SAN FRANCISCO (Reuters) - VMware Inc will acquire CloudHealth Technologies as part of the information technology company’s continued push into cloud-based software services, the company announced on Monday.
The Palo Alto, California, company will pay approximately $500 million for the Boston-based startup, sources familiar with the matter told Reuters.
VMware will purchase CloudHealth for the company’s cloud management platform, VMware Chief Executive Pat Gelsinger told Reuters. That platform makes it possible for enterprises to control and analyze the costs, compliance and performance of their computing environments across their own data centers and public clouds like Amazon Web Services and Microsoft Corp’s Azure.
“Anybody who is deploying apps operating in a cloud is utilizing multiple public clouds. How do I manage that complexity? CloudHealth is exactly aligned with that,” Gelsinger said. He declined to comment on the price of the deal.
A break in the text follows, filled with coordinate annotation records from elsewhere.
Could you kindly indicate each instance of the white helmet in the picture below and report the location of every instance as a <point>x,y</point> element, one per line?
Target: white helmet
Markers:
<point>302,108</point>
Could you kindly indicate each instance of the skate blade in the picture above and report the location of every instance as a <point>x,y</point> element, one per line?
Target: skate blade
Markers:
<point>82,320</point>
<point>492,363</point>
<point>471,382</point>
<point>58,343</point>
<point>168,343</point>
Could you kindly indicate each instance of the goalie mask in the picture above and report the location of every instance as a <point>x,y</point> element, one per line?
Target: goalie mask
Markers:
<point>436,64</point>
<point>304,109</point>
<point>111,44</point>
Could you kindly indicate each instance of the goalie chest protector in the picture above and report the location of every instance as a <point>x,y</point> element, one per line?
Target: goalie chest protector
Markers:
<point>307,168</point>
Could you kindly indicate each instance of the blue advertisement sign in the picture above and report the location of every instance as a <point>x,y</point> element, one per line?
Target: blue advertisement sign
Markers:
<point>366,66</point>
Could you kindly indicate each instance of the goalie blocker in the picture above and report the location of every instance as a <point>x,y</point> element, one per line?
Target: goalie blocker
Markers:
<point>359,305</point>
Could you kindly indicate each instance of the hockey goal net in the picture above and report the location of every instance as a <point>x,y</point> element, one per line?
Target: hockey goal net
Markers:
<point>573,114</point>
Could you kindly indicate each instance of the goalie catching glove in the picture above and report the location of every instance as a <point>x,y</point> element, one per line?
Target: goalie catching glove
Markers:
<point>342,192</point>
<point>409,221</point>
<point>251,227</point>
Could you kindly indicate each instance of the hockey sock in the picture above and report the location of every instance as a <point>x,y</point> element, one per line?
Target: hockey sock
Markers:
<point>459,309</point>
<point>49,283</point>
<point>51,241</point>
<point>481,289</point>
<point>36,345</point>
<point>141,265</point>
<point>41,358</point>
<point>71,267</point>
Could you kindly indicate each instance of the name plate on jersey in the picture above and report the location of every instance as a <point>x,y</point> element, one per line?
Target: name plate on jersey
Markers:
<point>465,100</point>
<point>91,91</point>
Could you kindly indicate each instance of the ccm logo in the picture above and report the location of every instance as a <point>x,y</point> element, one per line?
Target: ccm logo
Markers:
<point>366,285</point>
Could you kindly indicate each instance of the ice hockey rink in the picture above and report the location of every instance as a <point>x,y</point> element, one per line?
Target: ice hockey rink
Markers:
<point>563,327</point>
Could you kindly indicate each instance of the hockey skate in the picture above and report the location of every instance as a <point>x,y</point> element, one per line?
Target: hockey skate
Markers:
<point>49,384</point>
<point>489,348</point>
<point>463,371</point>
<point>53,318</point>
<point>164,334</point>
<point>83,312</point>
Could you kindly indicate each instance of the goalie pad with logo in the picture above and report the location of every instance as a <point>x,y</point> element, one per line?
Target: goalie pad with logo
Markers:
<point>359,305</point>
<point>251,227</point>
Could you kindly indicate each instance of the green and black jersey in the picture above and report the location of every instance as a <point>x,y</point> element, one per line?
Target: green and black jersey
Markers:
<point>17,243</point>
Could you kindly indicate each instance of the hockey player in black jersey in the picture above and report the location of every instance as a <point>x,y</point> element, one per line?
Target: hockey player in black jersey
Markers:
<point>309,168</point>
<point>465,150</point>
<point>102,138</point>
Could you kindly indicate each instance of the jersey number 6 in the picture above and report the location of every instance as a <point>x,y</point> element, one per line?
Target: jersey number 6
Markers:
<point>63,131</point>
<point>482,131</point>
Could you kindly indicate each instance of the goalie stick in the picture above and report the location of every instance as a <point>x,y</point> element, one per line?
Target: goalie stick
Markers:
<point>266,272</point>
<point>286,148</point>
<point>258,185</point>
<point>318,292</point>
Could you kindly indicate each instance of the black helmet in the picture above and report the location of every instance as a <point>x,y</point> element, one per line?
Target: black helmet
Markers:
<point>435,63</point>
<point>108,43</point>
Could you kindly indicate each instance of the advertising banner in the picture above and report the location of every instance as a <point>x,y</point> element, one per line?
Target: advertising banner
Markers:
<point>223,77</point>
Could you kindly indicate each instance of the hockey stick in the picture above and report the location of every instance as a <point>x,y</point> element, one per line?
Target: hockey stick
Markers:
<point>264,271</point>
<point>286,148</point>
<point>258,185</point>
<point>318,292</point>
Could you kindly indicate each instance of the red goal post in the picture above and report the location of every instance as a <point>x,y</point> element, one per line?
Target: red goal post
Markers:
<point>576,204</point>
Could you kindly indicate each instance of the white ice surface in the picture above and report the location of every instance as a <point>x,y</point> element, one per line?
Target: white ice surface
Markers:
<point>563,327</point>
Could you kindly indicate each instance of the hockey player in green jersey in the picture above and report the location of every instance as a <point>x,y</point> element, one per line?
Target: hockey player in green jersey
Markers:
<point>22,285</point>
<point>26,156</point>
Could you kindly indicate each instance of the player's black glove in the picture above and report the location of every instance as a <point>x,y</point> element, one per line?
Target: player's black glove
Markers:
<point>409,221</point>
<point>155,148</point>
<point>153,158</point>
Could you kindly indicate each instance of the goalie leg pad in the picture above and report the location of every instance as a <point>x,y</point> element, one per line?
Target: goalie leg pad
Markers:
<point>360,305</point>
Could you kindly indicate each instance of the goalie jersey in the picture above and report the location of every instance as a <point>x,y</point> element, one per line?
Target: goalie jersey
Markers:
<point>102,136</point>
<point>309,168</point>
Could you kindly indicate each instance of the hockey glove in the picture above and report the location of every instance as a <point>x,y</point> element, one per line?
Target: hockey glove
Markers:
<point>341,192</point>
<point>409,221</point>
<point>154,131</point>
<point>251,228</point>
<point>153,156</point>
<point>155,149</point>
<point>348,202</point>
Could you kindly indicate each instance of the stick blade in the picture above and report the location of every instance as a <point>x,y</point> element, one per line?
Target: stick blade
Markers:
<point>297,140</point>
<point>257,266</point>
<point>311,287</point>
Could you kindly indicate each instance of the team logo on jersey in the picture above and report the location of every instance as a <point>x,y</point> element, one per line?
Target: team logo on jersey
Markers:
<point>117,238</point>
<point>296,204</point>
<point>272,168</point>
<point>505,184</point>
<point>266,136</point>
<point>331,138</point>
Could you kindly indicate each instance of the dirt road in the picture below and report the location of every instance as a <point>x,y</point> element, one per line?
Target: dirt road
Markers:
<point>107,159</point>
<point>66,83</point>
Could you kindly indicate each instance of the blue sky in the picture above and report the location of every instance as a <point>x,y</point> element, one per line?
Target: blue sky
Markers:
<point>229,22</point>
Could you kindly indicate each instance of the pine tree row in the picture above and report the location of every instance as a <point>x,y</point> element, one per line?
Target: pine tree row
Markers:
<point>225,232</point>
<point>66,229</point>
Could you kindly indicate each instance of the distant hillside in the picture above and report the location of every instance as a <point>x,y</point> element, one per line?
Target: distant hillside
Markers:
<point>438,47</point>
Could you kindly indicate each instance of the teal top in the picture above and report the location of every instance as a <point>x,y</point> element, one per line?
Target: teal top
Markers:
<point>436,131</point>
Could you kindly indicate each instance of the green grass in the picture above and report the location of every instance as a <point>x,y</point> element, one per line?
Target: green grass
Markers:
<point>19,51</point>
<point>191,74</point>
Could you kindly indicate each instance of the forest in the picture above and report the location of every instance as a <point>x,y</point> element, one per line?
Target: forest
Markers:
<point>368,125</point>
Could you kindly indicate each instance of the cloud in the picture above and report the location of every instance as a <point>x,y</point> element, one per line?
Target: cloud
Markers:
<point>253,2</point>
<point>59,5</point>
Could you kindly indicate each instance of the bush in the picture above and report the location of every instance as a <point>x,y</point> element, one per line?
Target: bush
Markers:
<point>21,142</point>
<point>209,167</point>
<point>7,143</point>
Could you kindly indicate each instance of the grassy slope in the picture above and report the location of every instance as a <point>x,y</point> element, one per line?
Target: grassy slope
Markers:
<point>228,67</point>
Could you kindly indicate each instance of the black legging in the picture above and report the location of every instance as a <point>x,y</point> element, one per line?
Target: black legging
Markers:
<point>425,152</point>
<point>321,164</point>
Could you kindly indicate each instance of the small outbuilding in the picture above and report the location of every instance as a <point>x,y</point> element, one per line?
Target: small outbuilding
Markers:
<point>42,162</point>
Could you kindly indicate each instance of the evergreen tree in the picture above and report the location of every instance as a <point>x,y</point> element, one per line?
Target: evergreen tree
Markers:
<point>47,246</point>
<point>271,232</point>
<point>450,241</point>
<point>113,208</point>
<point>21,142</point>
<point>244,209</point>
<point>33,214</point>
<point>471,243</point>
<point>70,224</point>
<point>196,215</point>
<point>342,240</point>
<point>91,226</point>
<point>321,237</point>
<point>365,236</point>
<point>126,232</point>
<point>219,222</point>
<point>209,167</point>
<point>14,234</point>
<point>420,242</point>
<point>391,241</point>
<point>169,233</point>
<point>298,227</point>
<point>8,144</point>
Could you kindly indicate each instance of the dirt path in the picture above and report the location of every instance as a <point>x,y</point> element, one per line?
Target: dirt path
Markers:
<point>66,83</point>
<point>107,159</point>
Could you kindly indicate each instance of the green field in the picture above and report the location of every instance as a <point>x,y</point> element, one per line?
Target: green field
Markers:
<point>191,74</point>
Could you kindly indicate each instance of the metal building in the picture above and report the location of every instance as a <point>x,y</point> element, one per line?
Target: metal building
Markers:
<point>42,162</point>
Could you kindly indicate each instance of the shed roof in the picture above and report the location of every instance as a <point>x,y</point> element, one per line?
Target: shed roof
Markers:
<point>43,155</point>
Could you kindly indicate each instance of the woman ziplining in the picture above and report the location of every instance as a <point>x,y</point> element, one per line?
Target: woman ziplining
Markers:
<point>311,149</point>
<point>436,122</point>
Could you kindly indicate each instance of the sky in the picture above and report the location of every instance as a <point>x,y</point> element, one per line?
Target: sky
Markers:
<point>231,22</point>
The company announced its acquisition in Las Vegas at VMworld, the company’s annual industry conference, where it also announced a series of new cloud services, including an expansion of the VMware Cloud on AWS partnership with Amazon.com Inc.
VMware has been adding subscription-based software services over the past year as more corporations begin to shift their computing and data storage systems off of their own servers and into public clouds.
Key to this strategy has been the VMware Cloud on AWS partnership that makes it simple for enterprises to transition onto the cloud. With the addition of CloudHealth, VMware is making it easier for its customers to manage services on other cloud providers, such as Azure and Alphabet Inc’s Google Cloud Platform.
“We’re going to refresh the vision that we have for the cloud,” Gelsinger said.
Among infrastructure decision makers at enterprises, 91 percent said they use two or more vendor’s public cloud environments, with 19 percent of respondents saying they use between six and nine, according to an April report by Forrester Research.
Within the global cloud systems management software, VMware holds 21 percent of the market, followed by Microsoft Corp with 14 percent, according to 2016 figures provided by research firm IDC. That market is projected to be worth $5.4 billion this year and is forecast to reach $10.1 billion in 2021, according to IDC.
“Multi-cloud is a growing use case, and it’s something that enterprise IT shops are very interested in,” said Paul Delory, Gartner analyst. “It behooves everyone in this space to work with multiple cloud providers.”
VMware expects the acquisition to close this quarter, the company said. Its immediate plans for CloudHealth include the integration of two of VMware’s existing cloud services, analytics tool Wavefront and security tool CloudCoreo. More services will become integrated over time, and CloudHealth, which has hundreds of employees, will continue to operate in Boston, Gelsinger said.
Dell owns 81 percent of VMware and considered combining the two companies earlier this year. Dell ultimately proposed to pay $21.7 billion in cash and stock to buy back securities called tracking stock that correspond to its economic interest in VMware, partially funded through a $9 billion special dividend from VMware.
Some shareholders in the stock that tracks Dell’s stake in VMware may oppose the deal because they feel the proposal is too low and unfairly transfers value to Dell, sources have said, and a vote is expected in October.